C++ implementation of the Antelope protocol

Other

116 stars 68 forks source link

Exhausted speculative trx not retried #1247

Closed heifner closed 1 year ago

heifner commented 1 year ago

When running in non-default --read-mode speculative, an exhausted trx is not retried until a block is received. A test failure where no new blocks arrived illustrated this: https://github.com/AntelopeIO/leap/actions/runs/5202501518

This condition should not be hit for read-mode=head as an exhausted trx is an exhausted block as the billed cpu/net are reset at the end of each trx.

Currently we have:

                                       if (!self->process_incoming_transaction_async(result, api_trx, return_failure_traces, next)) {
                                          if (self->_pending_block_mode == pending_block_mode::producing) {
                                             self->schedule_maybe_produce_block(true);
                                          } else {
                                             self->restart_speculative_block();
                                          }
                                       }

Where process_incoming_transaction_async returns false for an exhausted block. Instead process_incoming_transaction_async should check self->_pending_block_mode == pending_block_mode::producing and return false if exhausted block and producing but return false if not producing and either trx is exhausted or block is exhausted.
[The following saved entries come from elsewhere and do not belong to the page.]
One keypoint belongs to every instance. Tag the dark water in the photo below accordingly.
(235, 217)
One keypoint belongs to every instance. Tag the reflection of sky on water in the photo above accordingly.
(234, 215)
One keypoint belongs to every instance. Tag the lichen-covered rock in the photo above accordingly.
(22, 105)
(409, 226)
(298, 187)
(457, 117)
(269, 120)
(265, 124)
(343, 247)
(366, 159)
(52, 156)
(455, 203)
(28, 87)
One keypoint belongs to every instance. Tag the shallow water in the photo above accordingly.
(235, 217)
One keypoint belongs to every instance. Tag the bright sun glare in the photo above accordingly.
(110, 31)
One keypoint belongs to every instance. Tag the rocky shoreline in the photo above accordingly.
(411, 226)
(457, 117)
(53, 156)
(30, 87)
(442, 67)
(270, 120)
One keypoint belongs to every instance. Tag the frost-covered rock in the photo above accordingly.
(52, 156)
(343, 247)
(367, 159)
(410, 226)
greg7mdp commented 1 year ago

@Kevin, in the last sentence of the description above, you wrote should return false for both cases. which one is wrong?
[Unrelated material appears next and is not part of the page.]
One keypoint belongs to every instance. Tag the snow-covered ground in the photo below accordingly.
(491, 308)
Also, in the 4.0 release notes I see:

read-mode=speculative remains supported for users who want old behavior but with an important change that transactions submitted via API endpoints will not be reapplied speculatively upon a new block being applied. The user is required to resubmit any transactions after a new block should those transactions' side effects need to be observed.
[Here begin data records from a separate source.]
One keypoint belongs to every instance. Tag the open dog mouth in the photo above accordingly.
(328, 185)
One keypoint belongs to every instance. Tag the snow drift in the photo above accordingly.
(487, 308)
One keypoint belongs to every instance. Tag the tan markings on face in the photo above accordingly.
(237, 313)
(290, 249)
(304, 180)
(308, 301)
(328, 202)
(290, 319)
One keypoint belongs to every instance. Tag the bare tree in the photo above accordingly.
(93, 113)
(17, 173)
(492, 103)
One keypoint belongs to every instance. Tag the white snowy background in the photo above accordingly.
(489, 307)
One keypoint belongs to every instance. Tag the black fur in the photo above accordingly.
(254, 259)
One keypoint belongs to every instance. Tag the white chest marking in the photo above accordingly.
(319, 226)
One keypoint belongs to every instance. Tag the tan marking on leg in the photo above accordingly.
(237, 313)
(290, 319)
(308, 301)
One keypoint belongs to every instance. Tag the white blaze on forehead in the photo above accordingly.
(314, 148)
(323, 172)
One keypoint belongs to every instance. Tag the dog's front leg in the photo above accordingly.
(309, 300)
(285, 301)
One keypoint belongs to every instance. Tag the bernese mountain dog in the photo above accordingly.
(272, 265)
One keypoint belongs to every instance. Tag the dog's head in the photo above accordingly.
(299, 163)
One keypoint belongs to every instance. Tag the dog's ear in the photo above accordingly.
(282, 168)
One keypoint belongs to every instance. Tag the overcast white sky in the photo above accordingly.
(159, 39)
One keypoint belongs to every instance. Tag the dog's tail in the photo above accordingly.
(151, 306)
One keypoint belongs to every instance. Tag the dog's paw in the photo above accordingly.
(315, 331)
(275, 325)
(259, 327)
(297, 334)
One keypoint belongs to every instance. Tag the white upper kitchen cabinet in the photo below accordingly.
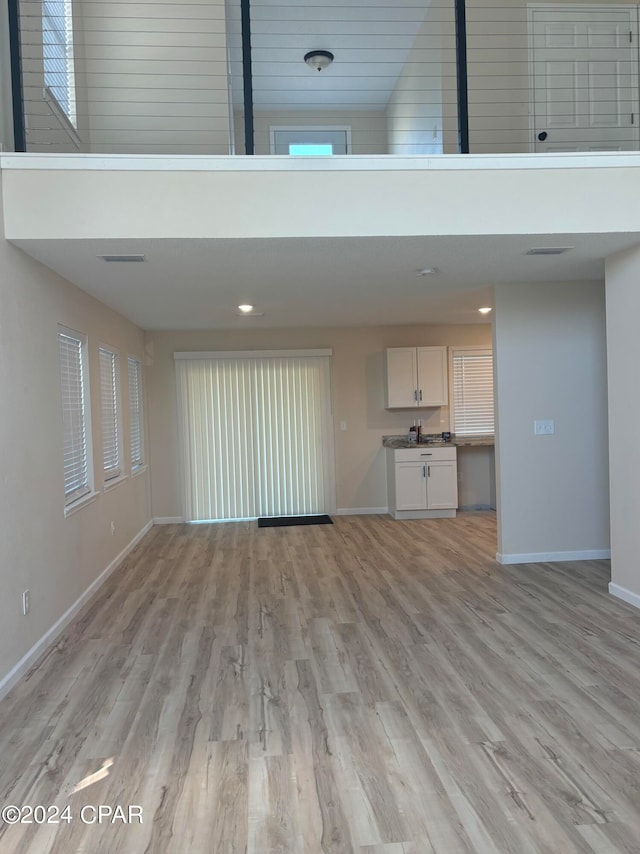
(416, 377)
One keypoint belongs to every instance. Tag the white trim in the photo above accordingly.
(548, 557)
(273, 129)
(79, 503)
(626, 595)
(335, 163)
(361, 511)
(49, 637)
(254, 354)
So should we still retry exhausted transactions in speculative move? When? Why would it be more likely to succeed when we retry it?

heifner commented 1 year ago

The retry talked about in the release notes is the api-persisted-trx option. See https://github.com/AntelopeIO/leap/blob/v3.2.3/plugins/producer_plugin/producer_plugin.cpp#L788 and persist_until_expired implementation in producer_plugin. This was a feature of API RPC trxs that they would be re-applied at the start of each block until they expired or were included in a block from a block producer. This allowed, for example, a user to submit a create account trx followed by a transfer to that account; this would work as long as the trxs were processed in order of sending (which is not guaranteed).

The retry talked about in this issue is the retry that happens for trxs when they do not fit into a block. When near a block boundary (CPU or NET), if the transaction exceeds the block limit it is retried in the next block. It will be more likely to succeed because it is likely to not hit the block boundary again.

Fun fact: if you run with a max-transaction-time set to larger than block time (500ms) and the transaction runs longer than block time (500ms), it will be retried over and over until it expires.

greg7mdp commented 1 year ago

Thanks a lot Kevin, this helps a lot!

What about the first question: in the last sentence of the description above, you wrote should return false for both cases. which one is wrong?

heifner commented 1 year ago

If _pending_block_mode != pending_block_mode::producing then an exhausted trx should be seen as an exhausted block since you want to retry the transaction. This should not happen when in head mode, but doesn't hurt to have the same logic no matter the mode. The key thing is to treat an exhausted trx as an exhausted block when not producing. When producing you want to fit as many trx in a block that you can. If you are not producing, then the block is only a side-effect of how trx processing is implemented; just restart the speculative block.